Stokesbary and Robertson continued, "So it is appalling that the governor chose to veto this common-sense reform, claiming simple notice requirements are somehow 'administratively burdensome.' Though perhaps it should be of little surprise that he would find basic notice requirements too 'burdensome' for an agency with a legacy of failure, staffed by his appointees, which has seen the loss of federal certification at multiple state institutions, from Rainier School to Western State Hospital. It is also deeply unsettling that the governor's own veto letter says he intends to continue prioritizing the ease of placing sexually violent predators in our communities above the safety of our communities. This stubborn approach to governing is exactly why so many of our constituents on the Enumclaw Plateau were thrilled to hear this would be Governor Inslee's final term.”

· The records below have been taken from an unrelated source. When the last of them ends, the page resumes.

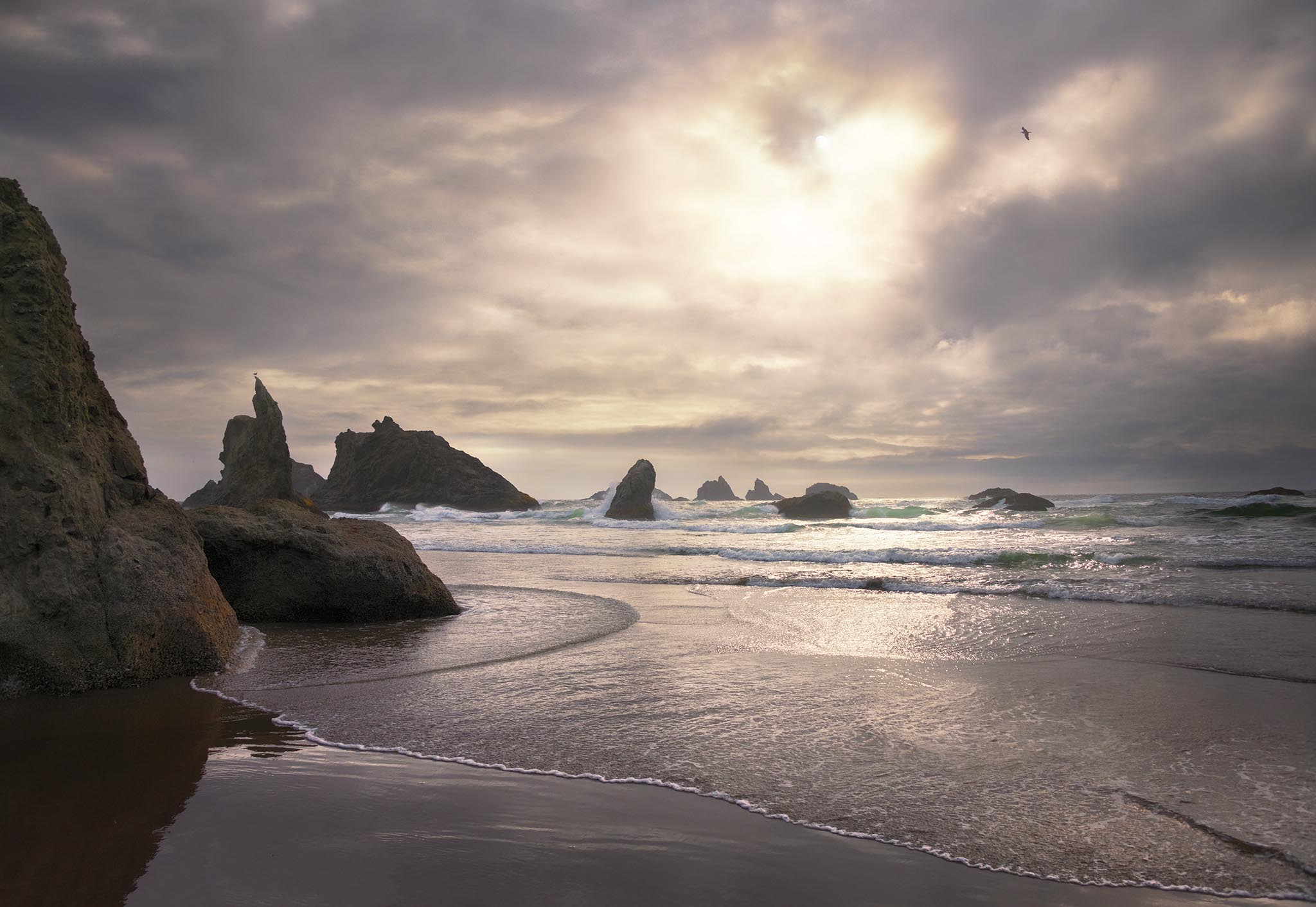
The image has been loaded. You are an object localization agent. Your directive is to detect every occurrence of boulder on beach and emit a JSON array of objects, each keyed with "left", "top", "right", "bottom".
[
  {"left": 312, "top": 416, "right": 540, "bottom": 513},
  {"left": 745, "top": 479, "right": 785, "bottom": 500},
  {"left": 804, "top": 482, "right": 859, "bottom": 500},
  {"left": 695, "top": 475, "right": 740, "bottom": 500},
  {"left": 772, "top": 489, "right": 850, "bottom": 520},
  {"left": 974, "top": 488, "right": 1055, "bottom": 512},
  {"left": 1248, "top": 484, "right": 1307, "bottom": 498},
  {"left": 605, "top": 459, "right": 657, "bottom": 520},
  {"left": 188, "top": 379, "right": 459, "bottom": 621},
  {"left": 188, "top": 498, "right": 459, "bottom": 622},
  {"left": 0, "top": 179, "right": 238, "bottom": 696},
  {"left": 968, "top": 488, "right": 1018, "bottom": 500}
]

The locations of dozens of other facilities throughout Washington have not yet been revealed. In 2022, DSHS released 22 sex predators to LRAs.
According to MyNorthwest, the Department of Corrections (DOC) supervises approximately 85 sexually violent predators in 26 community-based LRAs and four secure commitment transfer facilities in King, Pierce, Spokane, Walla Walla, Snohomish, and Kitsap counties.
“Ironically, the governor vetoed this proviso with no notice to us or the Muckleshoot Indian Tribe. Our communities deserve better. Washington's sovereign Tribes deserve better. We will continue fighting to keep sexually violent predators from being placed in Enumclaw or any other neighborhood across the state without notice, collaboration, and meaningful participation from local officials, Tribal governments, and community members. This veto is not the end. It is just the beginning of our efforts to hold DSHS and the governor accountable for their mismanagement of this issue," Stokesbary and Robertson concluded.